Now that you understand how to modify an image, take the time to dive deeper into the mechanics of images and layers. Doing so will help you produce high-quality images in real-world situations.
By this point in the chapter, you’ve built a few images. In those examples, you started by creating a container from an image such as ubuntu:latest or busybox:latest. Then you made changes to the filesystem or context within that container. Finally, everything seemed to just work when you used the docker container commit command to create a new image. Understanding how the container’s filesystem works and what the docker container commit command actually does will help you become a better image author. This section dives into that subject and demonstrates the impact to authors.
Understanding the details of union filesystems is important for image authors for two reasons:
Start by considering a simple example. Suppose you want to make a single change to an existing image. In this case, the image is ubuntu:latest, and you want to add a file named mychange to the root directory. You should use the following command to do this:
docker container run --name mod_ubuntu ubuntu:latest touch /mychange
The resulting container (named mod_ubuntu) will be stopped but will have written that single change to its filesystem. As discussed in chapters 3 and 4, the root filesystem is provided by the image that the container was started from. That filesystem is implemented with a union filesystem.
A union filesystem is made up of layers. Each time a change is made to a union filesystem, that change is recorded on a new layer on top of all of the others. The union of all of those layers, or top-down view, is what the container (and user) sees when accessing the filesystem. Figure 7.2 illustrates the two perspectives for this example.

When you read a file from a union filesystem, that file will be read from the topmost layer where it exists. If a file was not created or changed on the top layer, the read will fall through the layers until it reaches a layer where that file does exist. This is illustrated in figure 7.3.

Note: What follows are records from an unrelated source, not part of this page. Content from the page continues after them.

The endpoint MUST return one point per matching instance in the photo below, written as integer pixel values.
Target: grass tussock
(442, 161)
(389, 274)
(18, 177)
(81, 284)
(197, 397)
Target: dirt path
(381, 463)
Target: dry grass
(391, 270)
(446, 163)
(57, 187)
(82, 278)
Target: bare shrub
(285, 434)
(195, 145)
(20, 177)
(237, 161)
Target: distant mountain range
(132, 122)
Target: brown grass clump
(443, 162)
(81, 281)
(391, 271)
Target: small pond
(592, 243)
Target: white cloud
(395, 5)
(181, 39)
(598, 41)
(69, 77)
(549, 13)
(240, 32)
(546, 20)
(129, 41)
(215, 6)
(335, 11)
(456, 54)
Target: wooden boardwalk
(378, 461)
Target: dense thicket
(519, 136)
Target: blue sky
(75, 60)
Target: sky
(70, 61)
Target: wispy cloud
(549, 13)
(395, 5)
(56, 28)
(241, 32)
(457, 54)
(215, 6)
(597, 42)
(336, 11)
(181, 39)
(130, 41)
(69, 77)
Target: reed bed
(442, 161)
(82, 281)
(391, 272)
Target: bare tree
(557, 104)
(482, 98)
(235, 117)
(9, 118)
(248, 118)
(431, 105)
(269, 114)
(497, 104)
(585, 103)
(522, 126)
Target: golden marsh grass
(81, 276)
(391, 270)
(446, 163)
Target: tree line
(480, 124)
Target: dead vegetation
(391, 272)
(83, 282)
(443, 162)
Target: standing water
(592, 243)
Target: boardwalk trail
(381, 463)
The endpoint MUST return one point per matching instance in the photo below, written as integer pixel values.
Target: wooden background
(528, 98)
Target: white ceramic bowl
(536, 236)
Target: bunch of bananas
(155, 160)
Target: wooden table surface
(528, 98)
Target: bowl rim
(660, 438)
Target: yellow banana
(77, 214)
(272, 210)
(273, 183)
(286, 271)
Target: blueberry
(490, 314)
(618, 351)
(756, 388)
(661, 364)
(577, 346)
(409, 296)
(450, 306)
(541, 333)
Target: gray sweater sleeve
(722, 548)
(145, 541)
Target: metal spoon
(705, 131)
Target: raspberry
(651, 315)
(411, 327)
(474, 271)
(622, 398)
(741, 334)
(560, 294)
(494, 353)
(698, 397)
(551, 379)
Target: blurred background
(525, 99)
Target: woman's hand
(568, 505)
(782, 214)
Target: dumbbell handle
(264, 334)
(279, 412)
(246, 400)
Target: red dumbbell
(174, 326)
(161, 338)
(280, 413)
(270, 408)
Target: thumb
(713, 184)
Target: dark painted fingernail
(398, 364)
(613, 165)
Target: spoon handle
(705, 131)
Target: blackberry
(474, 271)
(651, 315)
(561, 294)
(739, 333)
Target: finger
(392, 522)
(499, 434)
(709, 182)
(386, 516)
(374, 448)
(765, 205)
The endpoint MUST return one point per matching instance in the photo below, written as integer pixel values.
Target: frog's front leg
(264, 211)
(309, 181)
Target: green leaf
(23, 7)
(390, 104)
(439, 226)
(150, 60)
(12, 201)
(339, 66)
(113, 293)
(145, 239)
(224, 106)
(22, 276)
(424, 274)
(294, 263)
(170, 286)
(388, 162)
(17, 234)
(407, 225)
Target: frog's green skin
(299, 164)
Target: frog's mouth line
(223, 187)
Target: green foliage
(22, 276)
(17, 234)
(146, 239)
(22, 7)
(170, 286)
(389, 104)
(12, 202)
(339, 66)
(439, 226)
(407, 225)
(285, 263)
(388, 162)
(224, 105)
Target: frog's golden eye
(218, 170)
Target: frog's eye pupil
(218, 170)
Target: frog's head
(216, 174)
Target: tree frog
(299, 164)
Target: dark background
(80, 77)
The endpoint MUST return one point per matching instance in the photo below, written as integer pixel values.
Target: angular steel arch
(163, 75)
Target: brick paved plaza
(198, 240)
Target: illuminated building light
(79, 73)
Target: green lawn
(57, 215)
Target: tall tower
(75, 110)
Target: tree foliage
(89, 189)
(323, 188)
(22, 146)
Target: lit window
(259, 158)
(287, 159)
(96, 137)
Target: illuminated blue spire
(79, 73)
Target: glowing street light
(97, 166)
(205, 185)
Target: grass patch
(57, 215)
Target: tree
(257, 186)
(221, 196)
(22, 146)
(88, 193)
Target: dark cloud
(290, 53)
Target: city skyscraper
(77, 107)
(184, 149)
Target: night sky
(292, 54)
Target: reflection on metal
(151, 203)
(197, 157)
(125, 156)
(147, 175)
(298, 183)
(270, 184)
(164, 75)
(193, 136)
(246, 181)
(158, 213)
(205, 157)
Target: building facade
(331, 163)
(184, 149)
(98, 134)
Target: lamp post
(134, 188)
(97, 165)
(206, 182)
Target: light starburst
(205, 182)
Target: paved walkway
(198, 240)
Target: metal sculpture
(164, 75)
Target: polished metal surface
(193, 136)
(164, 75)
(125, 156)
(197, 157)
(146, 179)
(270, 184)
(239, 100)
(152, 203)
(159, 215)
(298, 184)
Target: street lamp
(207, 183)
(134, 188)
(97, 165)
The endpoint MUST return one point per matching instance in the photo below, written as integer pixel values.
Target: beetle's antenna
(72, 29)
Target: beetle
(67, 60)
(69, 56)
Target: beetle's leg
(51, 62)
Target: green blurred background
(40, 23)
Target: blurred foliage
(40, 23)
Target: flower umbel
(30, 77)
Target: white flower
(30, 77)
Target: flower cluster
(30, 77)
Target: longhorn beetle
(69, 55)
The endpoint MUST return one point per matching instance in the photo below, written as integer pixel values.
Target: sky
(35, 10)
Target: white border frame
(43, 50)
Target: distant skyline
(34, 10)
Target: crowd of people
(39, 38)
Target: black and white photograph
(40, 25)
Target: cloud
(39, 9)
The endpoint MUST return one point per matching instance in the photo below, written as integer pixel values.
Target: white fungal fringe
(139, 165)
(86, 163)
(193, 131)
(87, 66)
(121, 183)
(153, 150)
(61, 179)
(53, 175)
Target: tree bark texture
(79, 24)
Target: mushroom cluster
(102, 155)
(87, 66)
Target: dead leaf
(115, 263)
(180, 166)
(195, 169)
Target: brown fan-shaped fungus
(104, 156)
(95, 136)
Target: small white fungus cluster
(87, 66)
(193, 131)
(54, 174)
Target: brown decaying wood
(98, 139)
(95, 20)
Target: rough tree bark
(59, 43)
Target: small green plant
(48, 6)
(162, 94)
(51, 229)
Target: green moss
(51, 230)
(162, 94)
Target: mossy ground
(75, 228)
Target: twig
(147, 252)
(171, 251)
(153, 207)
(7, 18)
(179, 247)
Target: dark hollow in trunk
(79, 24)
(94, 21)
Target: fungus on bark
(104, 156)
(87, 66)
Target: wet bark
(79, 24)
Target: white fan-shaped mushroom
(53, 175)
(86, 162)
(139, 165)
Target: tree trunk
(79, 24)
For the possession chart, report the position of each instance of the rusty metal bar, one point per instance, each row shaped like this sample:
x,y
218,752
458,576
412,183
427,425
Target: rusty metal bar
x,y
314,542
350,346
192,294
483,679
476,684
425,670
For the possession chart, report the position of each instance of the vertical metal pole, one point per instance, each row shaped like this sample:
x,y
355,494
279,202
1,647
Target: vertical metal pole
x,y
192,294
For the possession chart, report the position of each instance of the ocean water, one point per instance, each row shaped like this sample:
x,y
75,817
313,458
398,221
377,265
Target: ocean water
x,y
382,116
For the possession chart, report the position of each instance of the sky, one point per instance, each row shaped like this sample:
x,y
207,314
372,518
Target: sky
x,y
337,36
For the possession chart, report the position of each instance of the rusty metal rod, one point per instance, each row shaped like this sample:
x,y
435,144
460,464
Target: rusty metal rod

All this layer functionality is hidden by the union filesystem. No special actions need to be taken by the software running in a container to take advantage of these features. Understanding layers where files were added covers one of three types of filesystem writes. The other two are deletions and file changes.
Like additions, both file changes and deletions work by modifying the top layer. When a file is deleted, a delete record is written to the top layer, which hides any versions of that file on lower layers. When a file is changed, that change is written to the top layer, which again hides any versions of that file on lower layers. The changes made to the filesystem of a container are listed with the docker container diff command you used earlier in the chapter:
docker container diff mod_ubuntu
This command will produce the output:
A /mychange
The A in this case indicates that the file was added. Run the next two commands to see how a file deletion is recorded:
docker container run --name mod_busybox_delete busybox:latest rm /etc/passwd docker container diff mod_busybox_delete
This time, the output will have two rows:
C /etc D /etc/passwd
The D indicates a deletion, but this time the parent folder of the file is also included. The C indicates that it was changed. The next two commands demonstrate a file change:
docker container run --name mod_busybox_change busybox:latest touch \
/etc/passwd
docker container diff mod_busybox_change
The diff subcommand will show two changes:
C /etc C /etc/passwd
Again, the C indicates a change, and the two items are the file and the folder where it’s located. If a file nested five levels deep were changed, there would be a line for each level of the tree.
Changes to filesystem attributes such as file ownership and permissions are recorded in the same way as changes to files. Be careful when modifying filesystem attributes on large numbers of files, as those files will likely be copied into the layer performing the change. File-change mechanics are the most important thing to understand about union filesystems, and we will examine that a little deeper next.
Most union filesystems use something called copy-on-write, which is easier to understand if you think of it as copy-on-change. When a file in a read-only layer (not the top layer) is modified, the whole file is first copied from the read-only layer into the writable layer before the change is made. This has a negative impact on runtime performance and image size. Section 7.2.3 covers the way this should influence your image design.
Take a moment to solidify your understanding of the system by examining how the more comprehensive set of scenarios is illustrated in figure 7.4. In this illustration, files are added, changed, deleted, and added again over a range of three layers.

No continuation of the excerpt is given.